The Hungarian Society of Neurology and Psychiatry is honoured to invite you to the 15th Congress of the European Federation of Neurological Societies that will be held in Budapest, Hungary from September 10-13, 2011.
Budapest is a beautiful capital city along the sides of the river Danube. The banks of the Danube along with the Buda Castle, Heroes’ Square and Andrássy Avenue are part of the World Heritage. Budapest is also a city of spas: it abounds in thermal springs with healing qualities upon which numerous spas and thermal baths have been built; some of them dating back to the Turkish period, representing outstanding examples of architecture.
After the scientific sessions you may explore the Fisherman’s Bastion, from where opens out a panoramic view of the whole city, the seven-hundred year-old Matthias Church, Saint Stephen’s Basilica or hidden gems like the Cave Church in Gellért Hill.

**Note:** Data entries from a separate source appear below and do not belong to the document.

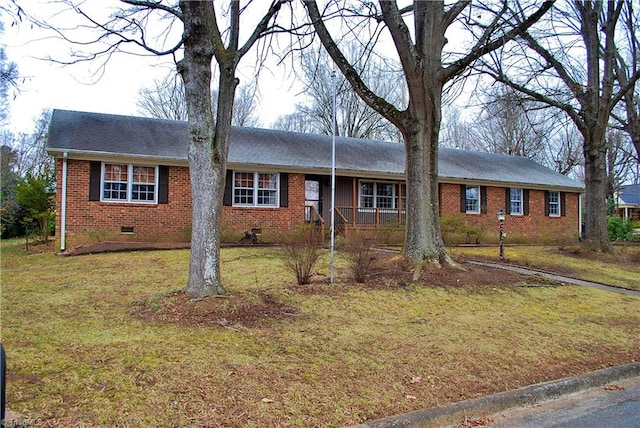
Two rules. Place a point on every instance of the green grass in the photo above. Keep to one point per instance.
(78, 356)
(621, 269)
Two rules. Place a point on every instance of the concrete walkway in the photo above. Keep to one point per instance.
(558, 278)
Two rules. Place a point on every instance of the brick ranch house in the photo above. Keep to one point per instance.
(127, 179)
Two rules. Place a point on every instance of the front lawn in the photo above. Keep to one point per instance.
(108, 339)
(621, 269)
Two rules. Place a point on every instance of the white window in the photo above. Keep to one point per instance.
(554, 204)
(515, 201)
(129, 183)
(473, 199)
(374, 194)
(255, 189)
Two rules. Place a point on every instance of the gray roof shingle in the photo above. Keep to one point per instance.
(630, 194)
(96, 135)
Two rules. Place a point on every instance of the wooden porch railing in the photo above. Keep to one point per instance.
(312, 216)
(371, 217)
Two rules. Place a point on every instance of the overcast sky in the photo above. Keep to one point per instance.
(47, 85)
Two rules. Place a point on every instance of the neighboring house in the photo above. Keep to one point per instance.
(127, 178)
(628, 202)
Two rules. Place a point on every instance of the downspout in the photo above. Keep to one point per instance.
(63, 205)
(580, 216)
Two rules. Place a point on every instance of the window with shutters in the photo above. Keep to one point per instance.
(129, 183)
(473, 200)
(255, 189)
(515, 201)
(553, 204)
(378, 194)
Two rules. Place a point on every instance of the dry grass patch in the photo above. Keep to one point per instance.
(109, 340)
(621, 269)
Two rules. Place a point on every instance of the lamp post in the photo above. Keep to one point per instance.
(501, 217)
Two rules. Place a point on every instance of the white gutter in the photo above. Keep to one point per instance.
(580, 216)
(63, 208)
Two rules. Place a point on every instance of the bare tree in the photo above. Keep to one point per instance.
(190, 28)
(569, 63)
(621, 160)
(426, 67)
(295, 122)
(563, 151)
(354, 118)
(8, 80)
(456, 133)
(626, 67)
(167, 100)
(511, 125)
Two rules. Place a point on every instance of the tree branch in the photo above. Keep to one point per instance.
(379, 104)
(482, 49)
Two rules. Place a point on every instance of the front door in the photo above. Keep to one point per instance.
(313, 199)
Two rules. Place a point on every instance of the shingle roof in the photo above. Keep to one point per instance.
(96, 135)
(630, 194)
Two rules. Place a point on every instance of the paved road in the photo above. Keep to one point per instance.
(614, 406)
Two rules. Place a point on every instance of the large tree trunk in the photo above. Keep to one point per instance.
(207, 152)
(596, 234)
(423, 240)
(595, 109)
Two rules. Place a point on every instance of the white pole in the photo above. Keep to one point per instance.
(63, 205)
(333, 175)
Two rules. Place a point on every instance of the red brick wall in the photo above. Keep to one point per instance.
(533, 227)
(92, 221)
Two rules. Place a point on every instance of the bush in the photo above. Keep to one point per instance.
(301, 249)
(359, 254)
(620, 230)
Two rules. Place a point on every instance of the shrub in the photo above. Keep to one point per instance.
(359, 254)
(301, 248)
(619, 229)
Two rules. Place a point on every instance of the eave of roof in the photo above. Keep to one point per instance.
(98, 136)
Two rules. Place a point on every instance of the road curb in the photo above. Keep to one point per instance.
(526, 396)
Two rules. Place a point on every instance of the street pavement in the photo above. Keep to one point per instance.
(616, 405)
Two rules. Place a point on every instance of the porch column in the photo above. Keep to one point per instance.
(354, 200)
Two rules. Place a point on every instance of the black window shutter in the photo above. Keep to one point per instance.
(163, 184)
(284, 189)
(483, 199)
(546, 203)
(507, 200)
(227, 200)
(95, 170)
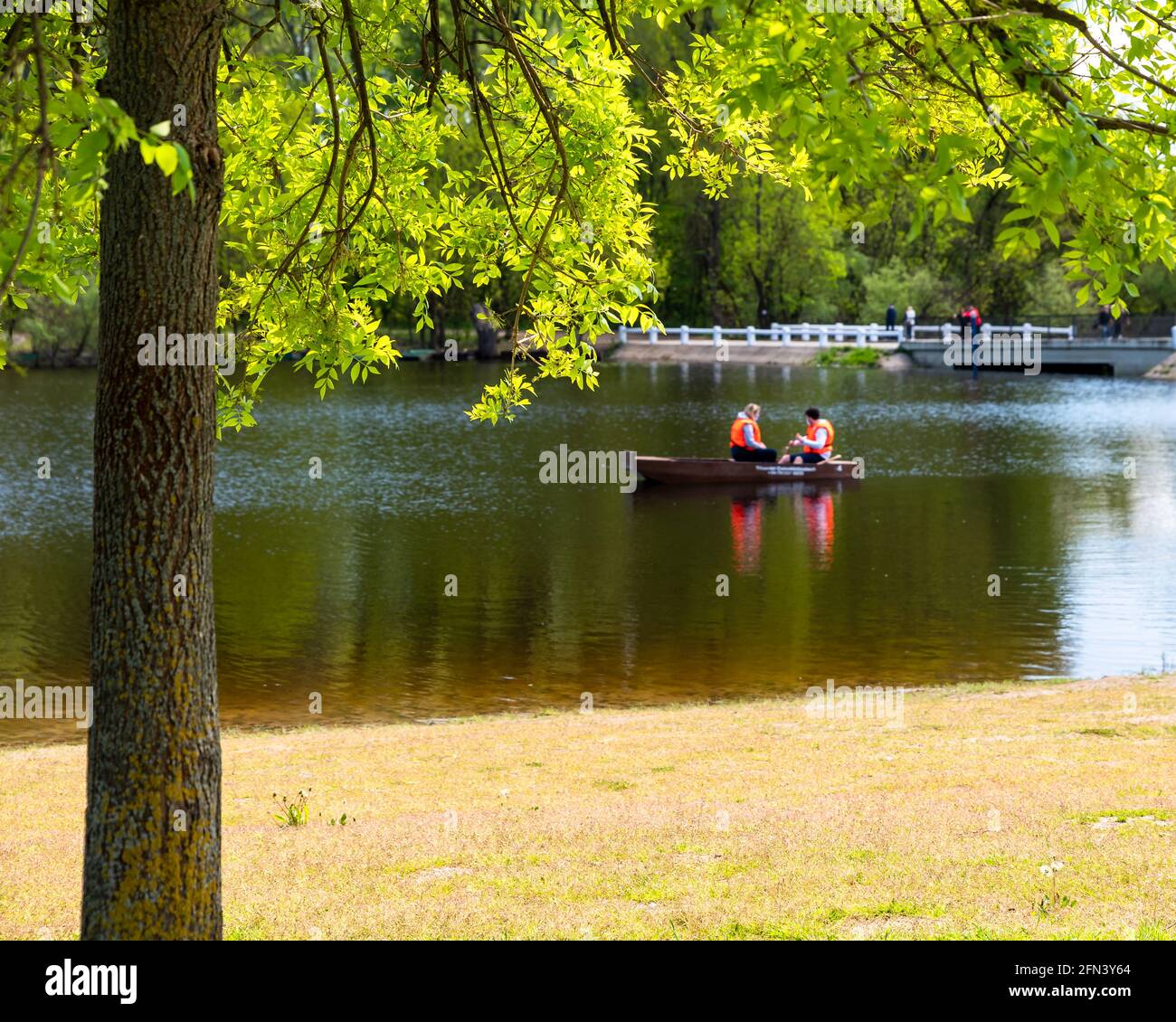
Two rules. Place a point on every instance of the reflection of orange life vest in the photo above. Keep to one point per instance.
(811, 434)
(737, 431)
(819, 513)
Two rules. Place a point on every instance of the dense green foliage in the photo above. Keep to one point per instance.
(379, 156)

Other sites include the green parks of Margit Island and the City Park as well as a multitude of museums: the Museum of Fine Arts, the Hungarian National Museum and the Hungarian National Gallery, where you can get acquainted with Hungarian fine arts. Major cultural venues of recent years are the Palace of Arts and the new National Theatre.
You may enjoy Hungarian food and wine in fine restaurants or continue conversations in the famous cafés that once were the favourite gathering places of our poets and writers.
Within easy reach of Budapest is Szentendre with the Skanzen, where you can get to know the typical buildings and folk art of the different Hungarian regions and Visegrád in the Danube bend, a town famous for the remains of the summer palace of King Matthias Corvinus.
The Hungarian Society of Neurology and Psychiatry, founded in 1895, is a society with 600 members. The conference is also an occasion to remember those Hungarian (neuro)scientists who made timeless achievements in our scientific heritage, including Nobel Prize winners Róbert Bárány (physiology and pathology of the vestibular apparatus of the ear), Albert Szent-Györgyi (discovery of vitamin C (ascorbic acid) and the components and reactions of the citric acid cycle) and György Békésy (function of the cochlea). In the field of neurology and neuropathology József Baló, who described concentric sclerosis, Károly Schaffer, who described the axon-collaterals of hippocampal pyramidal cells named after him (Schaffer’s collateral), Dezső Miskolczy (close co-worker of Cajal), Kálmán Sántha, István Környey among many others.
On behalf of Hungarian neurology we look forward to meeting you at the 15th Congress of the European Federation of Neurological Societies in Budapest. Our aim is to make this a memorable event both socially and scientifically.